(38) IsèreJazz à Vienne

06/07/2023 – Adi Oasis à Jazz à Vienne

Le grand contraste de cette soirée aura été de voir se succéder sur la scène du Théâtre Antique une formation légère, à savoir un trio, celui de la quasi débutante chanteuse bassiste Adi Oasis, et une formation hétéroclite de cent soixante dix musiciens et chanteurs (certainement un record pour Jazz à Vienne) unie autour de la cause du Gospel par Pascal Horecka, le Gospel Philharmonic Experience.

D’origine franco-caribéenne, Adi Oasis a grandi dans les cités de la région parisienne avant de partir s’installer à New York. Elle s’est fait connaître sur la toile pendant la pandémie en multipliant de nombreuses collaborations fortement teintées soul et funk, marquées tant par des prouesses vocales que par un impressionnant jeu de basse. En 2023 elle a publié son premier album “Lotus Glow” qui résume son parcours et son idéal : « de la boue pousse le lotus » dit-elle, en référence à son parcours des cités, à sa condition de femme noire aux USA, avec l’espoir permanent de devenir une artiste reconnue.

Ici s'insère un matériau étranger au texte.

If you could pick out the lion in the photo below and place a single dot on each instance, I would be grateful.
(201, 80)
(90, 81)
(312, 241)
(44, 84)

Vêtue d’une combinaison panthère ne dissimulant rien de sa condition de prochaine maman, qu’elle assume avec humour, tête couronnée d’un soleil doré, épaulée par un batteur et un clavier, déterminée dans son puissant jeu de basse électrique complété par un timbre de voix solide (j’ai pensé un instant à une Tracy Chapman convertie à la soul music !), nullement impressionnée par les cinq mille spectateurs du Théâtre Antique venus pour du gospel, elle déroule son set construit autour des compositions de l’album “Lotus Glow”.

On remarquera particulièrement les compositions : Get it got it,  Multiply, et surtout Sidonie avec son gimmick en français « dis moi qui je suis…» . Elle interprète également Serena dédié à la joueuse de tennis Serena Williams, titre sur lequel les claviers s’envolent en superbes nappes, tandis que la batterie s’emballe lourdement. La basse est toujours bien présente, elle ne consentira à l’abandonner provisoirement que sur un seul morceau ; derrière la soul les grooves funk sont bien présents pour signer une musique énergique qui, sans faire l’unanimité, ne laisse pas indifférente une partie du théâtre qui se lève pour danser. Il reste du temps pour un rappel que le trio aura plaisir à effectuer et à développer longuement, finalement ravi de l’accueil reçu.